Drupal 4.5 with Listhandler
1. Create mailbox in Mailhandler and assign command 'tid: 10' (where '10' is any relevant forum ID)
2. Create an account with username "email@domain.com"
3. Send message to your new mailbox from email@domain.com
4. Check mail either manually in Mailhandler admin, or by calling cron.php in the browser
5. Whoa! I'm now actually logged in as user email@domain.com - and I don't even know his password!
If a Drupal site has any users whose usernames are email addresses *and* are full site admins, the level of this bug could be extremely severe.
I haven't tried this with either usernames which are not also email addresses, nor with newly-created 'stub' accounts.
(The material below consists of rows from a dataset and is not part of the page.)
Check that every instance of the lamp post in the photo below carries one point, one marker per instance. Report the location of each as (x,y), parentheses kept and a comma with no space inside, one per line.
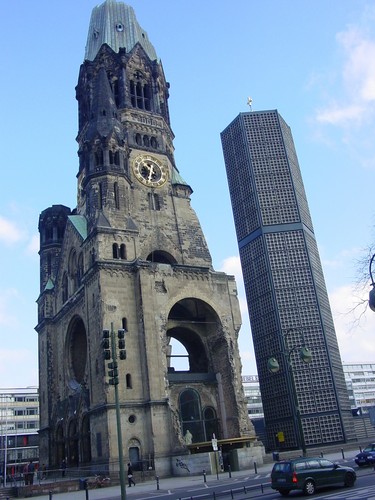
(274,367)
(371,298)
(114,380)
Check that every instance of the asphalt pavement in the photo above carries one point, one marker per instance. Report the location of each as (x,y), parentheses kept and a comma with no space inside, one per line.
(189,482)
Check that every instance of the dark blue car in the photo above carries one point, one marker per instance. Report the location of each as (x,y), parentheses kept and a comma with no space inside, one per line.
(367,456)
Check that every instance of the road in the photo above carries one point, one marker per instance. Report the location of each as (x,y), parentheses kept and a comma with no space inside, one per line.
(241,486)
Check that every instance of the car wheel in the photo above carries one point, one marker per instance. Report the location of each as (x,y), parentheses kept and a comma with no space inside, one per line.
(349,479)
(309,488)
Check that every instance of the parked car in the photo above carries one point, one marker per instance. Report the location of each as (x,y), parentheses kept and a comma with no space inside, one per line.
(309,474)
(367,456)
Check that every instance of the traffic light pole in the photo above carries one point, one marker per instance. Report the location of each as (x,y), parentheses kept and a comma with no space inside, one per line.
(118,420)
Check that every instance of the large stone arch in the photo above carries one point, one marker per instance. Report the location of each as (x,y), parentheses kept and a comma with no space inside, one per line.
(192,322)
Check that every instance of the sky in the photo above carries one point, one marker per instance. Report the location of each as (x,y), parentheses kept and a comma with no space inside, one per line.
(312,60)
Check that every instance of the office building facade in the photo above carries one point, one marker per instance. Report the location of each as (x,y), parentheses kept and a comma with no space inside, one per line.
(19,425)
(286,293)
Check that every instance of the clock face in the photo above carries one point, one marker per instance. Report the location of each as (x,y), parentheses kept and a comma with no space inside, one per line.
(149,170)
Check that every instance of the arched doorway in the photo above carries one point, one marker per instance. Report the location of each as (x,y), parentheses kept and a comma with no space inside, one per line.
(198,425)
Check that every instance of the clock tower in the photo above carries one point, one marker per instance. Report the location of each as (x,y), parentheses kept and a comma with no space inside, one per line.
(132,257)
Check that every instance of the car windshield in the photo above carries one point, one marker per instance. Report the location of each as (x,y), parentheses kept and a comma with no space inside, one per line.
(282,467)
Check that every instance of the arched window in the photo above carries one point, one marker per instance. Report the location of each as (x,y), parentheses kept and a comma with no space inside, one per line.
(116,195)
(117,158)
(73,270)
(153,201)
(122,251)
(65,291)
(49,264)
(140,92)
(80,268)
(115,252)
(99,157)
(191,417)
(100,195)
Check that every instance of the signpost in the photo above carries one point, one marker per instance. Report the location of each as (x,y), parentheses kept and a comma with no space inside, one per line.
(215,448)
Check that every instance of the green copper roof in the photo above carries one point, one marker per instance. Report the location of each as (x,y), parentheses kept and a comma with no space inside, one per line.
(49,285)
(115,24)
(80,223)
(176,178)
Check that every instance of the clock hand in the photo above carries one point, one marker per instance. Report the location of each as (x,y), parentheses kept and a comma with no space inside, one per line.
(151,172)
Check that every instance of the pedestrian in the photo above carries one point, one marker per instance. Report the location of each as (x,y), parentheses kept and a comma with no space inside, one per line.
(63,468)
(26,474)
(130,475)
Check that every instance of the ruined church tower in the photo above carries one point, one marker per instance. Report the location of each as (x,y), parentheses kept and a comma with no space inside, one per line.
(131,258)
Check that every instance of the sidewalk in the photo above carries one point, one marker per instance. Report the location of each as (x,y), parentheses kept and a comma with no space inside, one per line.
(171,483)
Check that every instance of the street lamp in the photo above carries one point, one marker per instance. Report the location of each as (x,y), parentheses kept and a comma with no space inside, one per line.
(110,353)
(273,366)
(371,298)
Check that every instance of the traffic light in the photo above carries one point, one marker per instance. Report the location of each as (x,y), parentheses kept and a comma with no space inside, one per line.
(371,299)
(105,344)
(113,373)
(121,343)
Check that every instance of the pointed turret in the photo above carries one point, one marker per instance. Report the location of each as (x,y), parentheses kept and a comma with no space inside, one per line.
(115,24)
(103,122)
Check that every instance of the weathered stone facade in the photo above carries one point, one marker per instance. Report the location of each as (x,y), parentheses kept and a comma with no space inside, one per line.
(132,256)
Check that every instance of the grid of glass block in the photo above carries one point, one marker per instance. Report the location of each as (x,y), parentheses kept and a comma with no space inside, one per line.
(283,279)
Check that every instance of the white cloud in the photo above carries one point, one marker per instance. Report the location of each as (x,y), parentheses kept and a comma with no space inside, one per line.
(7,297)
(232,265)
(9,232)
(33,246)
(354,324)
(350,97)
(338,114)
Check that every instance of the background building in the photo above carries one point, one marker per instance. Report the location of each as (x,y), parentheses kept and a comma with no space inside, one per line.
(132,257)
(284,283)
(19,424)
(360,382)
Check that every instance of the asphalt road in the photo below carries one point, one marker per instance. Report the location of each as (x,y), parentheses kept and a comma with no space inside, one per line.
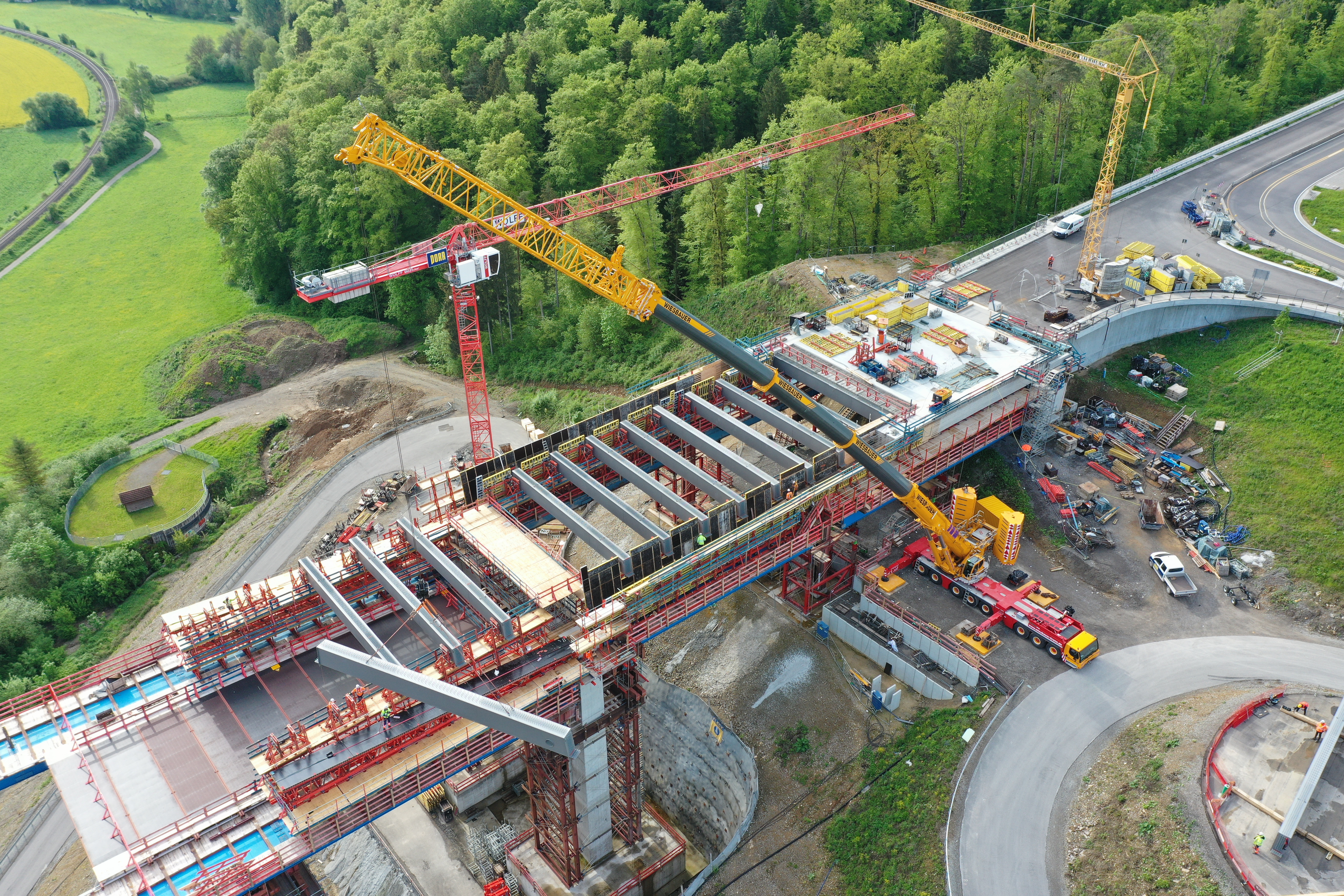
(1269,202)
(1018,781)
(422,447)
(113,101)
(1155,217)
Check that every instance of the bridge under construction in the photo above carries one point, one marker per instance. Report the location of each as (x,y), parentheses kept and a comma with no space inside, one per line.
(233,749)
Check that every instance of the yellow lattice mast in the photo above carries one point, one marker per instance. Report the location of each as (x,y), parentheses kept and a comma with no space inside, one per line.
(1130,81)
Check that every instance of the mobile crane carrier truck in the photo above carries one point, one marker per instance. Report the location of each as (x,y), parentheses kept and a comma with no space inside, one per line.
(948,555)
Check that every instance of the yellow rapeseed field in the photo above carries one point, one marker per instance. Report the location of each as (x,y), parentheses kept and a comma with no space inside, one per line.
(28,70)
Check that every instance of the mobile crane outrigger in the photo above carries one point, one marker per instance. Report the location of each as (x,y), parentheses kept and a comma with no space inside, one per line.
(953,558)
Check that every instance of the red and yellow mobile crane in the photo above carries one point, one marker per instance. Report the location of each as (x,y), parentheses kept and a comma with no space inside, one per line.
(955,554)
(467,249)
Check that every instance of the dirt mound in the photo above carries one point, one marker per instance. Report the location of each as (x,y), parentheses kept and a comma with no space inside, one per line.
(350,412)
(237,361)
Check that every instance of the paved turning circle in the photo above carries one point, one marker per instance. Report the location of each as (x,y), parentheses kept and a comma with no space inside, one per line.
(1006,828)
Cross-posting to both bug lists since I'm not sure which product has the security issue.
Comments
Comment #1
drummTemporary fix: use .htaccess to disallow access to all hosts except localhost or whatever regularly calls cron.php.
Order Allow,Deny
Allow from 67.100.116.156
Comment #2
drummTemporary fix: use .htaccess to disallow access to all hosts except localhost or whatever regularly calls cron.php.
<Files cron.php>
Order Allow,Deny
Allow from your ip
</Files>
Comment #3
drummCould not confirm using current 4.5 branch by posting comments and new messages.